Here are five practical tips for dealing with criticism as a caregiver:
1. Control Your Emotions
No matter what happens or what untoward things are said, it is absolutely necessary to keep a firm grip on your emotions and remain calm. Even if you have to leave the room, write an angry ten pages in a journal, or vent to one of your closest friends, the important thing is to not infuse more emotion into an already tense and emotionally escalated situation. As a caregiver, you are often the liaison between the person receiving care and other family members, so it is essential that you remain calm.
2. Consider the Source
Once you’re calm, consider who shared the criticism in the first place. Does this person understand the situation and your role as caregiver? Do they know what you do on a daily basis? The answer to this question will determine whether you should take their feedback seriously at all. If they live far away, they may simply feel disconnected from the task of caregiving and are trying to contribute. Or, with a closer family member, they may simply be concerned and trying to help. If they’re contributing without a lot of background information, this information may help you to address their comment simply by gently informing them of the facts in the situation. You can also ask them to provide solutions rather than criticism alone.
3. Consider the Comment
If the giver does have a reasonable grasp of the situation, there may be cause to consider their comment and respond graciously. It’s easy to feel like the critique may be personal, but the person giving it probably doesn’t have malicious intent so much as a deep care for their loved one. It takes humility and confidence to accept help in a situation that may feel overwhelming, and it’s worth considering whether other well-informed opinions could be useful in the situation.
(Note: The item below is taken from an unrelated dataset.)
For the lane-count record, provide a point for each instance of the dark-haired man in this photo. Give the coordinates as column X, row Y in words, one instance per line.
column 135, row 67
4. Ask for Contributions on Your Terms
Perhaps one of the most valuable responses for a caregiver to provide is suggesting the critical party help in ways that are more useful. Most people giving advice just want to be involved somehow and are grasping at straws to do so. Whether it’s making a meal every week, getting insurance issues resolved, or helping with bills, if you ask for help, you can give concerned family members a way to contribute to the situation without getting in your way or undermining your confidence.
5. Ask for Outside Advice
Finally, one of the best things that you can do to evade commentary by well-meaning relatives is to simply get an outside opinion. If Aunt Nancy from Ohio doesn’t think Grandma should go outside to sit in the sunshine every day, the best course of action is to get an opinion from a medical professional or another well-respected source. Having an outside opinion to back up your own, especially from someone the other party recognizes as an expert, can stop potential conflicts before they even begin.
Any way you slice it, a barrage of opinions on how to provide care differently than you already are is generally not helpful. Learning to place yourself above the fray, arm yourself with expert opinions, and knowing when to accept or ask for help when you need it can help you successfully navigate the tricky waters of being criticized as a caregiver.